Why? I’ve been a caregiver to my mentally ill mother since I was 15 years old. She didn’t choose it. I didn’t choose to be born into a family with a person afflicted. But there it is. It is a daily struggle. For both the person with the illness and those closest to them. That is if most people haven’t abandoned them, as I’ve experienced all too often is the case.
How do you reason, or know to get help, when you don’t know how sick you truly are? If the very neural pathways and structures of the brain that involve reasoning, logic and self awareness or self reflection are compromised? Poor insight, as stated in Xavier Amador’s book, I’m Not Sick, I Don’t Need Help! How to Help Someone With Mental Illness Accept Help, is quite common among those identified with psychiatric disorders.

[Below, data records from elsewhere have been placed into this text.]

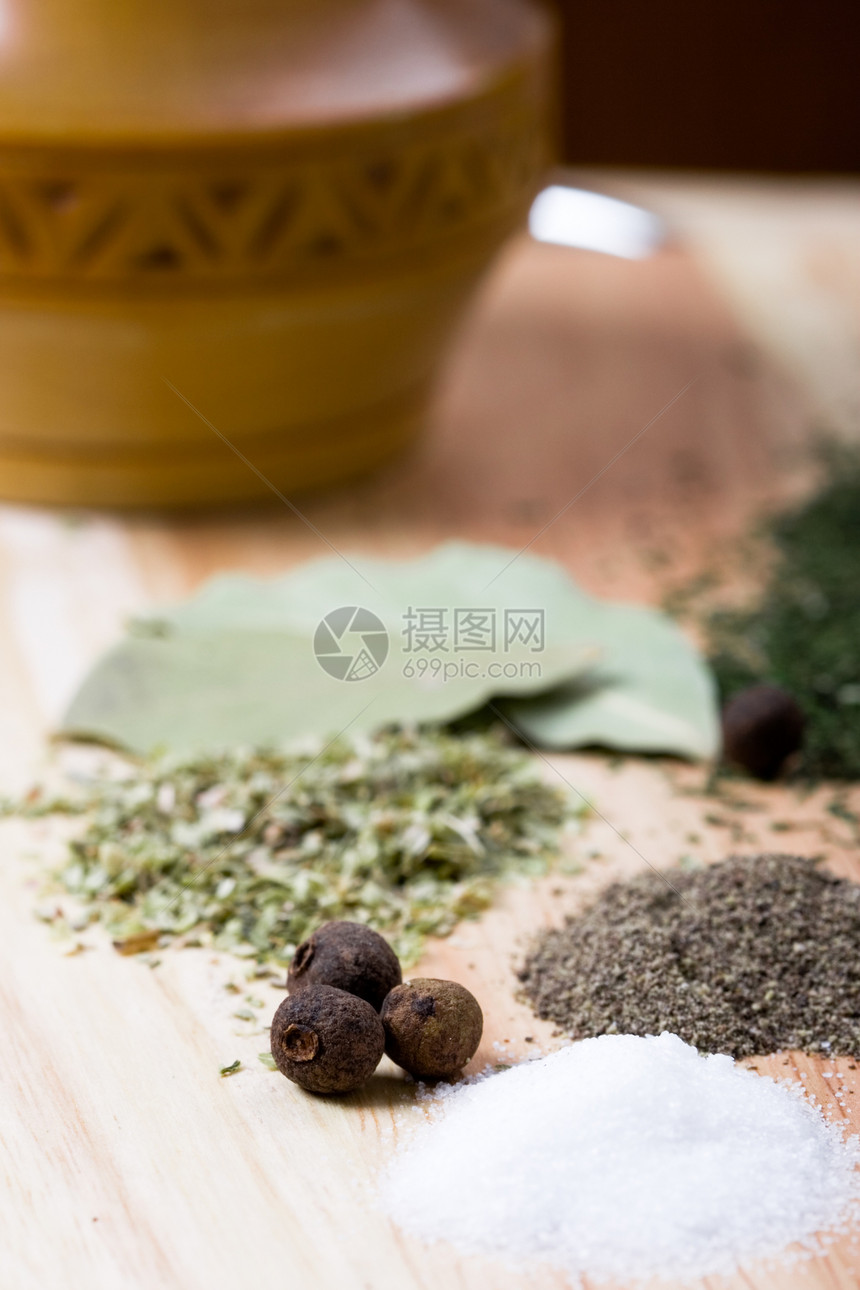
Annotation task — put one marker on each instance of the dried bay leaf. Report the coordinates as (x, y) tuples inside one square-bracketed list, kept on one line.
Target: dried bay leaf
[(235, 663)]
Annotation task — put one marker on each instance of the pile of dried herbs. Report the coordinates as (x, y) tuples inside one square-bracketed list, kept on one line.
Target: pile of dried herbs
[(748, 956), (805, 632), (250, 850)]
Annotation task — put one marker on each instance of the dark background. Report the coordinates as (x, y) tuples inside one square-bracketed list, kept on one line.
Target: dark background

I’m not ashamed of my situation. I used to be. I never told anyone about my mother growing up. It was too embarrassing and painful. I feared I would be judged poorly, or mistreated and rejected (sadly, I wasn’t always wrong). I don’t hide it anymore. It’s part of who I am. I won’t be ashamed, and for my part, I won’t propagate the stigma.
“In Buddhism, a bodhisattva is an enlightened (bodhi) being (sattva). Traditionally, a bodhisattva is anyone who is motivated by great compassion…”
AWAKEN THE BODHISATTVA
Mental illness is real. It is a condition. An illness. Like cancer. Or heart disease. It can be treated and it needs to be fully understood. Healthcare and government agencies need to catch up and deal with it.
As a community, we need to break the stigma and deal with it.
It’s time people educated themselves and learned to have some compassion. Think before you speak. The anonymous nature of the internet gives people a false sense of security to spout off without censoring themselves; things they’d never say in public during a face to face confrontation.
Learn from this.
Those who live in glass houses should never throw stones. If you’ve ever experienced that abyss, then turn to someone in pain and HELP them — don’t judge or berate them. Don’t tell them to simply “snap out of it.”
Lastly, thank you for taking the time to read this and letting me share something so personal in the wake of something so tragic.